Eavesdropping

Miriam Toews’ Tale of a Family in Flux

Canadian author Mariam Toews has won just about every literary award her home country gives out at least once. Her acclaimed novels include "A Complicated Kindness" and "The Flying Troutmans," and she also contributes to The Guardian and New York Times Magazine. Her new novel, released just last month and already popping up on best-of-the-year lists, is "All My Puny Sorrows."

Photo: Carol Loewen
Photo: Carol Loewen

Hi, my name is Miriam Toews. My new book is called “All My Puny Sorrows.”

It’s a book about two sisters, Elfrieda and Yolandi. Elfrieda would very much like to die, and Yolandi, her younger sister, very much wants to keep her alive. And this is a story that comes from my own experience.

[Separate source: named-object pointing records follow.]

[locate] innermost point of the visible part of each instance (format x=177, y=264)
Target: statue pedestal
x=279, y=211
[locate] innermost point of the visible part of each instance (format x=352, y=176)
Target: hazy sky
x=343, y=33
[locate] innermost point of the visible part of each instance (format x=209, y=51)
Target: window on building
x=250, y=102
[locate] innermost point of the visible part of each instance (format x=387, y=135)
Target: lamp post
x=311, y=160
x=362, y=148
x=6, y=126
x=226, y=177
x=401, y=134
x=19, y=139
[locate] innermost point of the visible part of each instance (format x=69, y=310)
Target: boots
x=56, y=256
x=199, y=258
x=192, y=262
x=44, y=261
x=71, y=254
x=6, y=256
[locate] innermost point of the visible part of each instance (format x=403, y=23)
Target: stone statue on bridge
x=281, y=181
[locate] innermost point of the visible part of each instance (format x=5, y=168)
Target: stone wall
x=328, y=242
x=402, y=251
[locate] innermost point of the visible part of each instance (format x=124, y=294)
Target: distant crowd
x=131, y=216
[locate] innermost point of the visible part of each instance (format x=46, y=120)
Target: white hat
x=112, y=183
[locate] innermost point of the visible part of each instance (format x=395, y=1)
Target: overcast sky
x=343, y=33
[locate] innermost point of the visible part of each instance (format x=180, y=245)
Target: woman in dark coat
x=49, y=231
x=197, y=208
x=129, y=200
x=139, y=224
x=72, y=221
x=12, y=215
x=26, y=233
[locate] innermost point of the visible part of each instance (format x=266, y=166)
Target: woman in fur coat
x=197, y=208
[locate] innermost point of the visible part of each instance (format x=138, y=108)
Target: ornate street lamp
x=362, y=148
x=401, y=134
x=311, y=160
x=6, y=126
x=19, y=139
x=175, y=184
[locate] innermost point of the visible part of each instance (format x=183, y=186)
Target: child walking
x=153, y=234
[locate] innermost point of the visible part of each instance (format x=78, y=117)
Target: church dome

Our house was taken away on the back of a truck one afternoon late in the summer of 1979. My parents and my older sister and I stood in the middle of the street and watched it disappear, a low-slung bungalow made of wood and brick and plaster slowly making its way down First Street, past the A&W and the Deluxe Bowling Lanes, and out onto the Number 12 highway, where we eventually lost sight of it.
puny sorrows
“I can still see it,” said my sister Elfrieda repeatedly, until finally she couldn’t. “I can still see it. I can still see it. I can still… OK, nope, it’s gone,” she said.

My father had built it himself back when he had a new bride, both of them barely twenty years old, and a dream. My mother told Elfrieda and me that she and my father were so young and so exploding with energy that on hot evenings, just as soon as my father had finished teaching school for the day and my mother had finished the baking and everything else, they’d go running through the sprinkler in their new front yard, whooping and leaping, completely oblivious to the stares and consternation of their older neighbors, who thought it unbecoming of a newly married Mennonite couple to be cavorting, half-dressed, in full view of the entire town.

Years later, Elfrieda would describe the scene as my parents’ La Dolce Vita moment, and the sprinkler as their Trevi Fountain.

“Where’s it going?” I asked my father. We stood in the center of the road. The house was gone. My father made a visor with his hand to block the sun’s glare.

“I don’t know,” he said. He didn’t want to know.

Elfrieda and my mother and I got into our car and waited for my father to join us. He stood looking at emptiness for what seemed like an eternity to me. Finally my mother reached over and honked the horn, only slightly, not enough to startle my father, but to make him turn and look at us. It was such a hot summer and we had a few days to kill before we could move into our new house, which was similar to our old house, but not one that my father had built himself.

And so, my parents decided we should go camping in the Badlands of South Dakota. We spent the whole time, it seemed, setting everything up and then tearing it all down. My sister Elfrieda said it wasn’t really life. It was like being in a mental hospital where everyone walked around with the sole purpose of surviving. It was like being in a refugee camp. It was a halfway house for recovering neurotics, it was this and that. She didn’t like camping.

And our mother said “Well, honey, it’s meant to alter our perception of things.”

“Paris would do that too,” said Elf, “or LSD.”

And our mother said “Come on, the point is we’re all together, let’s cook our weiners.”

The propane stove had an oil leak and exploded into four-foot flames and charred the picnic table, but while that was happening, Elfrieda danced around the fire singing “Seasons in the Sun” by Terry Jacks, a song about a black sheep saying goodbye to everyone because he’s dying, and our father swore for the first recorded time — “What in the Sam Hills?” — and stood close to the fire poised to do something but what? What? And our mother stood there shaking, laughing, unable to speak.

I yelled at my family to move away from the fire, but nobody moved an inch, as if they had been placed in their positions by a movie director and the fire was only fake. Then I grabbed the half-empty Rainbow ice cream pail that was sitting on the picnic table and ran across the field to the communal tap and filled the pail of water and ran back and threw the water onto the flames, which leapt higher then, towards the branches of an overhanging poplar tree.

A branch sparked into fire, but only briefly, because by then the skies had darkened and suddenly rain and hail began their own swift assault, and we were finally safe, at least from fire.